2. He can create a base class that carries a flag that determines the current state of the object, whether it's being serialized or not. He decides this is a good idea.
3. He could try to serialize the parent as well. This has the advantage of giving access to the parent properties, but it's still relying on the implemented logic of the DataContractSerializer, in hoping that the Parent object's properties that are requested to be used are serialized before the List of NiceCleanBusinessObjects. Also, serializing the Parent property, when it carries a property containing a list of children creates cycles in the serialization process, because the parent serializes the children, which serializes the parent and so on so forth, so a workaround has to be made. Nevertheless, his UI architecture is depending on the fact that this Business Object self-updates itself whenever a property is set, so he still needs a reference to the parent. Our hero finds his workaround here.

So he implements numbers 2 and 3 above, and comes up with this:


[DataContract]
[KnownType(typeof(NiceCleanBusinessObject))]
public class NiceCleanParentObject
{
public NiceCleanParentObject()
{
NiceCleanObjects = new List<NiceCleanBusinessObject>();
}

[DataMember]
public string Value { get; set; }

[DataMember]
public List<NiceCleanBusinessObject> NiceCleanObjects { get; set; }
}

[DataContract, KnownType(typeof(NiceCleanBusinessObject))]
public class NiceCleanBusinessObjectBase
{
[DataMember]
protected bool _isSerializing;

[OnSerializing]
protected void OnSerializing(StreamingContext context)
{
_isSerializing = true;
}

[OnSerialized]
protected void OnSerialized(StreamingContext context)
{
_isSerializing = false;
}

[OnDeserializing]
protected void OnDeserializing(StreamingContext context)
{
_isSerializing = true;
}

[OnDeserialized]
protected void OnDeserialized(StreamingContext context)
{
_isSerializing = false;
}
}

[DataContract]
public class NiceCleanBusinessObject : NiceCleanBusinessObjectBase
{
private string _value;

[DataMember]
public string Value
{
get { return _value; }
set
{
_value = value;

if (!_isSerializing)
{
LastUpdatedBy = null;
LastUpdatedOn = null;
RunSomethingComplicated();
}
}
}

[DataMember]
public string Value2 { get; set; }

[DataMember]
public string LastUpdatedBy { get; set; }

[DataMember]
public DateTime? LastUpdatedOn { get; set; }

[DataMember]
public NiceCleanParentObject Parent { get; set; }

private void RunSomethingComplicated()
{
Value2 = Parent.Value;
}
}


Oh wow. This isn't so much of a nice clean business object anymore, now is it?

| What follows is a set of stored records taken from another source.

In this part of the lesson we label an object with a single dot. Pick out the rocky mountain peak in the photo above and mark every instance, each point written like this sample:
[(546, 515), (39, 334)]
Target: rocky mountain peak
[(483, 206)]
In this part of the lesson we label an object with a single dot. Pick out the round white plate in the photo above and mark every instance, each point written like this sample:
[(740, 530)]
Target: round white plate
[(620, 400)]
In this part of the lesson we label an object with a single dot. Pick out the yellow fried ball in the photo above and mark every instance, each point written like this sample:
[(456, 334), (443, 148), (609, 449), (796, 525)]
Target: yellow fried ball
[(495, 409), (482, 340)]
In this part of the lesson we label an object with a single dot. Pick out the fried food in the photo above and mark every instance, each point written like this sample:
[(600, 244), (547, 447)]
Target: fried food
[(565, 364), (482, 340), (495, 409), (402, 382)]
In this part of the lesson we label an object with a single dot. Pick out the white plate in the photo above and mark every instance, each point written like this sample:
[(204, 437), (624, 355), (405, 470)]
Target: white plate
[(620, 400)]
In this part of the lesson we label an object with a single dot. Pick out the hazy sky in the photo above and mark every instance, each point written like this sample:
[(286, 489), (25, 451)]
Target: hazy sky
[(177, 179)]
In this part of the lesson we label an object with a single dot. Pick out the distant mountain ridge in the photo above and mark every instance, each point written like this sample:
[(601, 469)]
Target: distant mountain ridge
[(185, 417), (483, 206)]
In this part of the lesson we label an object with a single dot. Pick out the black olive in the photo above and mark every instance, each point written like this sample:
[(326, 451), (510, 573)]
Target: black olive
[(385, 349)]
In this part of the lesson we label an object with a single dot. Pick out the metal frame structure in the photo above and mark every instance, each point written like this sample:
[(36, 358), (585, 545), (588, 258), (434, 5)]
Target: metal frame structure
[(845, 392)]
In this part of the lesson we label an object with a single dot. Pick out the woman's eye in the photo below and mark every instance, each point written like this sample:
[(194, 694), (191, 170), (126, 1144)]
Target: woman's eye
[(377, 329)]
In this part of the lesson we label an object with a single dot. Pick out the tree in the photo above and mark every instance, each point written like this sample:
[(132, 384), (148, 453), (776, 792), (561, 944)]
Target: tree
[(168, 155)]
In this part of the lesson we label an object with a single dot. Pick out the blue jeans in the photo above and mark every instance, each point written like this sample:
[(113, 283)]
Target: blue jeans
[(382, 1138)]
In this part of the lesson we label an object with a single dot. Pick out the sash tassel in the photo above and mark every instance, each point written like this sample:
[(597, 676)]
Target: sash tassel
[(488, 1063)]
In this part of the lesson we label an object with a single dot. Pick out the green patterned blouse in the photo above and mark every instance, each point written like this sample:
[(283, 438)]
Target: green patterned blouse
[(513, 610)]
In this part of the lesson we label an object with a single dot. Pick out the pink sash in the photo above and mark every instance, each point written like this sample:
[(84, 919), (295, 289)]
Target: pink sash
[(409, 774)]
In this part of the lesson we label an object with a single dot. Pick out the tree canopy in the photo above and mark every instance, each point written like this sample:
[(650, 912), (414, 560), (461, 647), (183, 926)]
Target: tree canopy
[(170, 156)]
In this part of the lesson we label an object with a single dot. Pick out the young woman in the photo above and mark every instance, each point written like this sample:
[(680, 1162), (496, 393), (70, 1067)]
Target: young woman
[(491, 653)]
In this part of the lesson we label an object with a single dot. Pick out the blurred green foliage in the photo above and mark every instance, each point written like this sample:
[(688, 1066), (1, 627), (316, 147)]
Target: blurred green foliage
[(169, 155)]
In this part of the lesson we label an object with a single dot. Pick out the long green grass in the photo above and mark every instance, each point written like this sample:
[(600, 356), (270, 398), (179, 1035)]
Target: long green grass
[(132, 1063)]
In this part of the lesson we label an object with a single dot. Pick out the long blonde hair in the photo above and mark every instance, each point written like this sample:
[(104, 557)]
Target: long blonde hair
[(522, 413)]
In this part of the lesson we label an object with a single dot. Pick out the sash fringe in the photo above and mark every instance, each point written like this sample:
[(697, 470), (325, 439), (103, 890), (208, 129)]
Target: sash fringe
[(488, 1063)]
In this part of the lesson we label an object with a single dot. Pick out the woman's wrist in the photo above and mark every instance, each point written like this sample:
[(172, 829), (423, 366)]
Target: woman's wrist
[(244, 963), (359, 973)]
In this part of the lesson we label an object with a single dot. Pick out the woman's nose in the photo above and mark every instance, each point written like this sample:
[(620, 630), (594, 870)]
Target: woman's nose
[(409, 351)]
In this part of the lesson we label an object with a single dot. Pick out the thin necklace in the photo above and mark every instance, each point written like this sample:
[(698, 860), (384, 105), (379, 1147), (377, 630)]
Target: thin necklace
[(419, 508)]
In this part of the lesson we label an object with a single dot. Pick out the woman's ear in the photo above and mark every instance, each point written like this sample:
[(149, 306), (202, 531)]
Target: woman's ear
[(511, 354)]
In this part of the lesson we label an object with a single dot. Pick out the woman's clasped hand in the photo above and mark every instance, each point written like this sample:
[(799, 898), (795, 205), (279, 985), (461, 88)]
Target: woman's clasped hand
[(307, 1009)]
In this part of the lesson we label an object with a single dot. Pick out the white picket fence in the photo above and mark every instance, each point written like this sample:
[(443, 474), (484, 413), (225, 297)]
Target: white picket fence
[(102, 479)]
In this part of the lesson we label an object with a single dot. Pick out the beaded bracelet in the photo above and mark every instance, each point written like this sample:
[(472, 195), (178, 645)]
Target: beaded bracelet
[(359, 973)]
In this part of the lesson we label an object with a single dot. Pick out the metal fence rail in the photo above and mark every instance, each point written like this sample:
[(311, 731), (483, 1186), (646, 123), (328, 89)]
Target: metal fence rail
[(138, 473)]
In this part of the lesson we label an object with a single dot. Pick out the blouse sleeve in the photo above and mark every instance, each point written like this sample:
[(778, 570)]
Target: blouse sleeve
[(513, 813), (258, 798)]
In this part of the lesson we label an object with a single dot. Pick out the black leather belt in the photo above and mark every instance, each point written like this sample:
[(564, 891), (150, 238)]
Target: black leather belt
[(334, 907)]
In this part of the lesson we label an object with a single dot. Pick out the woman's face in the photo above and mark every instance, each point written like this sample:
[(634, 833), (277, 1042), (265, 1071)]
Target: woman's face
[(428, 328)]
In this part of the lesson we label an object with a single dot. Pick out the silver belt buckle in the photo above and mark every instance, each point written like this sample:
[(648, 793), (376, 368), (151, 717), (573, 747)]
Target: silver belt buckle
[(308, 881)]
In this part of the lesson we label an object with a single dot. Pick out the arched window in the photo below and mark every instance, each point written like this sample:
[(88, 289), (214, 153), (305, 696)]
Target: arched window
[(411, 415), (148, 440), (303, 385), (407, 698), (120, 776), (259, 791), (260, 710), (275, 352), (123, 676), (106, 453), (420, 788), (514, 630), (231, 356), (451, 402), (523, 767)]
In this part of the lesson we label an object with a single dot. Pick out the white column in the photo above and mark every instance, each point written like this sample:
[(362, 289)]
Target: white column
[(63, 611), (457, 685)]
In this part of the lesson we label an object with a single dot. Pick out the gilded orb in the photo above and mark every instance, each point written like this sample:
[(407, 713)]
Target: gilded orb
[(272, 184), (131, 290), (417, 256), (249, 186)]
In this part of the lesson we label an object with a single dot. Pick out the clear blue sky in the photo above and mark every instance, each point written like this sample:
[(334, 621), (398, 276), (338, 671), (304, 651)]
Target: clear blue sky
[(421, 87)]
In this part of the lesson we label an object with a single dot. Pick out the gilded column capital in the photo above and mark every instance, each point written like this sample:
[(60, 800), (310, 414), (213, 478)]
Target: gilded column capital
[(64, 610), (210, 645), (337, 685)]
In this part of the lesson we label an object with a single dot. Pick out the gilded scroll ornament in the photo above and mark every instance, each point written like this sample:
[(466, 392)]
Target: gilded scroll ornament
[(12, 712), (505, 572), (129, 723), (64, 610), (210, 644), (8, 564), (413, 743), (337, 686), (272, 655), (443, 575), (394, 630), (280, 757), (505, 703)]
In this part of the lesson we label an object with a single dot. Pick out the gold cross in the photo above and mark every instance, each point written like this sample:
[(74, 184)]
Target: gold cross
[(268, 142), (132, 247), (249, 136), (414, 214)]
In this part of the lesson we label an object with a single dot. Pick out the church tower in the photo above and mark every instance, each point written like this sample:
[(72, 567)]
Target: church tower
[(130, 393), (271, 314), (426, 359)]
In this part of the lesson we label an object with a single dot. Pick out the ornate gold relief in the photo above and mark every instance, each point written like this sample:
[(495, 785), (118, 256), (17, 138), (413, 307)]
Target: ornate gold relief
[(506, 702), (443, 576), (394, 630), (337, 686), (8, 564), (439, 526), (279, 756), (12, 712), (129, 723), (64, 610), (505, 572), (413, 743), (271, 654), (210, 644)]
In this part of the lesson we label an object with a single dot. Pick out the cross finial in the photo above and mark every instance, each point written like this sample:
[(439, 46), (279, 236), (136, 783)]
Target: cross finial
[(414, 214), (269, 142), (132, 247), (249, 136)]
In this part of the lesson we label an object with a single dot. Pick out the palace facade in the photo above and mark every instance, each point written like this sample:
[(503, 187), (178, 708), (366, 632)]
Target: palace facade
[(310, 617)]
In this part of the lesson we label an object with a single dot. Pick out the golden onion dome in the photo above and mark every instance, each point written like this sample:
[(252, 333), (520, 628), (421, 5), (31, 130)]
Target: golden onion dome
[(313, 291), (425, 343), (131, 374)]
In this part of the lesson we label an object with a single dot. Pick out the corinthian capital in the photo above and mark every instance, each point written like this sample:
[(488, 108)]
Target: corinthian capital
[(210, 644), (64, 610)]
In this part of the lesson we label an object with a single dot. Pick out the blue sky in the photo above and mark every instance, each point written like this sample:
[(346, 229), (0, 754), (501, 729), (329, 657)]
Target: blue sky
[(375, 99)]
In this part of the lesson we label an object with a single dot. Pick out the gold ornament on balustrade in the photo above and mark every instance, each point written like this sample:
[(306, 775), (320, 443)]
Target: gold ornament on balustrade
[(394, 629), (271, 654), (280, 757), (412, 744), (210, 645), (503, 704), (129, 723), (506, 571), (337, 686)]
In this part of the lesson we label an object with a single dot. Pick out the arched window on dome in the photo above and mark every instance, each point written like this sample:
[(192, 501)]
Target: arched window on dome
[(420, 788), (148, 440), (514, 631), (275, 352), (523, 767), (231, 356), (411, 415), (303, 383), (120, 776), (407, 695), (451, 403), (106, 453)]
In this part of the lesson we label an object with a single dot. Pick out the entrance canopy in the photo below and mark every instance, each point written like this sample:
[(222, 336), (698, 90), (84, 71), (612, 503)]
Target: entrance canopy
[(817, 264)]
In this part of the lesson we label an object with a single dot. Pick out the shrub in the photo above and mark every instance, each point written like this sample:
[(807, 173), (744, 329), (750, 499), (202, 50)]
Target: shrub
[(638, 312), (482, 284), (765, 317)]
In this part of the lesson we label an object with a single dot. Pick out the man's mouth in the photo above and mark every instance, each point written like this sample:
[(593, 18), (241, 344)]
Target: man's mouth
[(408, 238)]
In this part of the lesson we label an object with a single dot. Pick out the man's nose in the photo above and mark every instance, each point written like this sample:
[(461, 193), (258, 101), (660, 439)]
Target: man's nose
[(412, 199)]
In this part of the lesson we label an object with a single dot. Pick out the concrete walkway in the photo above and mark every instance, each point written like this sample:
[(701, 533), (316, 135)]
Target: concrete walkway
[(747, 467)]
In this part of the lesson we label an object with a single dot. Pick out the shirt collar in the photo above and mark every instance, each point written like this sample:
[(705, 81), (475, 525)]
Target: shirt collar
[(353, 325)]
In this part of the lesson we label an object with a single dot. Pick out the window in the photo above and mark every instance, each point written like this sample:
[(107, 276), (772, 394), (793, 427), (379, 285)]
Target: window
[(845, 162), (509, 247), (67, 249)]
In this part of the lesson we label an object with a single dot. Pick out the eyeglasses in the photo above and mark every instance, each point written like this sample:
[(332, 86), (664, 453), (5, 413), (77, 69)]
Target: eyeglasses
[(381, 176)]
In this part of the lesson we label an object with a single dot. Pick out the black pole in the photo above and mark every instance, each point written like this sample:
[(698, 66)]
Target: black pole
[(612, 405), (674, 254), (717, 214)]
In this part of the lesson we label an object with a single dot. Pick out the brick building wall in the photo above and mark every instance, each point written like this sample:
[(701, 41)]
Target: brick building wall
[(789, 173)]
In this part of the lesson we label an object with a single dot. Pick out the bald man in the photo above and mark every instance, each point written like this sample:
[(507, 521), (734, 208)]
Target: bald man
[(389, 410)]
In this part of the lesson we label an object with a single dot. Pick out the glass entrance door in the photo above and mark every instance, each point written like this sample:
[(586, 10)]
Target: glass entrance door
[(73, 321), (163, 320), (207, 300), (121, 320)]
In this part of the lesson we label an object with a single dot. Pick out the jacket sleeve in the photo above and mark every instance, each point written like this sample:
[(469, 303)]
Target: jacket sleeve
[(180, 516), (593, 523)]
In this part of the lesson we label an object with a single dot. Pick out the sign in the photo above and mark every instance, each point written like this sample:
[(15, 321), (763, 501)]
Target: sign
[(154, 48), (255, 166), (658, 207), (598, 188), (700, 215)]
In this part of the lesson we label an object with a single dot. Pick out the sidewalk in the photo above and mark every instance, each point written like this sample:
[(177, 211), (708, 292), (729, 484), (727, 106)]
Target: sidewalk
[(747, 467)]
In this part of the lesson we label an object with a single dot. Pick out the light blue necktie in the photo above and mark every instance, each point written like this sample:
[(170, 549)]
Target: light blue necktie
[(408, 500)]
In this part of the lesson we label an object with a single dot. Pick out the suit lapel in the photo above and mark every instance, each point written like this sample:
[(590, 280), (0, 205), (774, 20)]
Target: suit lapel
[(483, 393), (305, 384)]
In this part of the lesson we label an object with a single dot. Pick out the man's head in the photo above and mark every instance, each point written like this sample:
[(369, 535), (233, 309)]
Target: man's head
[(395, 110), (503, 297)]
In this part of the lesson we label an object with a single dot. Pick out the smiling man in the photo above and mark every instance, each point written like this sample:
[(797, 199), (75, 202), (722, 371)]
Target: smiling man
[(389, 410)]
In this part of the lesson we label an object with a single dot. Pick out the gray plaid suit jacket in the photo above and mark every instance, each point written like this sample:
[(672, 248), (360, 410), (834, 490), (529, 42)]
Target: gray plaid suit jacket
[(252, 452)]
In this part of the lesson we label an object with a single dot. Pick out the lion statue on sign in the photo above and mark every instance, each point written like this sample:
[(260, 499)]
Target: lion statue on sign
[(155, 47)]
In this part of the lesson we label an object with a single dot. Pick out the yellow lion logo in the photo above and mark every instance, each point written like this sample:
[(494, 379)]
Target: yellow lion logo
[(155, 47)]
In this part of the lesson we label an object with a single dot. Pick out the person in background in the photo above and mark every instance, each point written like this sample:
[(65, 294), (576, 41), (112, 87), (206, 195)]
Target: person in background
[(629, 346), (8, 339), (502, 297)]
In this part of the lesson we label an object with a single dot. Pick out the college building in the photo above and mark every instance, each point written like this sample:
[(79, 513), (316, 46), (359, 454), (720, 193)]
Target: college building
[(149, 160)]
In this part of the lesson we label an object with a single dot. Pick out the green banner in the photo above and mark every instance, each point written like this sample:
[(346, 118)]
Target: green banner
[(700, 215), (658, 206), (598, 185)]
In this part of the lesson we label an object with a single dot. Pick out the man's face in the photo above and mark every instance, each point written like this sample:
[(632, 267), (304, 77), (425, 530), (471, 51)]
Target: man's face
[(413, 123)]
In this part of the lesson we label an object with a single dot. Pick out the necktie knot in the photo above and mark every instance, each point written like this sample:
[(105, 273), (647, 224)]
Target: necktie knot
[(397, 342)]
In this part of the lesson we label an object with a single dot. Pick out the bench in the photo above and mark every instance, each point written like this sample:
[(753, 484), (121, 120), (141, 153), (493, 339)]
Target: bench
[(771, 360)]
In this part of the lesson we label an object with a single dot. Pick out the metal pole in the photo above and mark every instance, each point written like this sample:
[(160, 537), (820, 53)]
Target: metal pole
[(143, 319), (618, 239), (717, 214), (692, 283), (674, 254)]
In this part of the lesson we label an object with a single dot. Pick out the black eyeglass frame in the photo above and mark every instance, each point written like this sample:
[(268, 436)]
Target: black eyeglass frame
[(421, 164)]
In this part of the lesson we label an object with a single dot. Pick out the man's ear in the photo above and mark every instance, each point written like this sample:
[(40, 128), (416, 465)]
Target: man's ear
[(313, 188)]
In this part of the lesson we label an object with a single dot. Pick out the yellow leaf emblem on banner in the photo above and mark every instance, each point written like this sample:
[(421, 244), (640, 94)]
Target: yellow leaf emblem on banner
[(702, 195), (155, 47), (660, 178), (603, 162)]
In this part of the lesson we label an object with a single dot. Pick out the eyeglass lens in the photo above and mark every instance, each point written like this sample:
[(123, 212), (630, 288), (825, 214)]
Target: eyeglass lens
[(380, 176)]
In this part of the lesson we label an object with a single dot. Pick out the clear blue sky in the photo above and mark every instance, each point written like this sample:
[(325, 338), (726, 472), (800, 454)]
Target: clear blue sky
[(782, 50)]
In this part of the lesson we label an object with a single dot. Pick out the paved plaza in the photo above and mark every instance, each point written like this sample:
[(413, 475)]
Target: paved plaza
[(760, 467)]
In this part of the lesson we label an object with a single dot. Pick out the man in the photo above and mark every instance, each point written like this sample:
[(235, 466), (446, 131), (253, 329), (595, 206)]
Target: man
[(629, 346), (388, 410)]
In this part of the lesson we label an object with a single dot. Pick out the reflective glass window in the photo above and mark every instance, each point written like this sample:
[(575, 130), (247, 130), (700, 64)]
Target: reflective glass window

Well, I wish I could post more, but our time is short, so I'll tell you what ultimately happened. The business logic inside the business objects became so complicated, due to the fact that the data contract is the business object itself, that our hero ultimately decides that it would be better to switch to an anemic domain model, blasted by such architecture greats as Martin Fowler and several others.

Ultimately, he, and his team members have to support this model that is the result of his bad decision early on in the project, and he's had to learn a difficult lesson:

Don't make your business objects into data contracts. The translation layer is less work in the long run.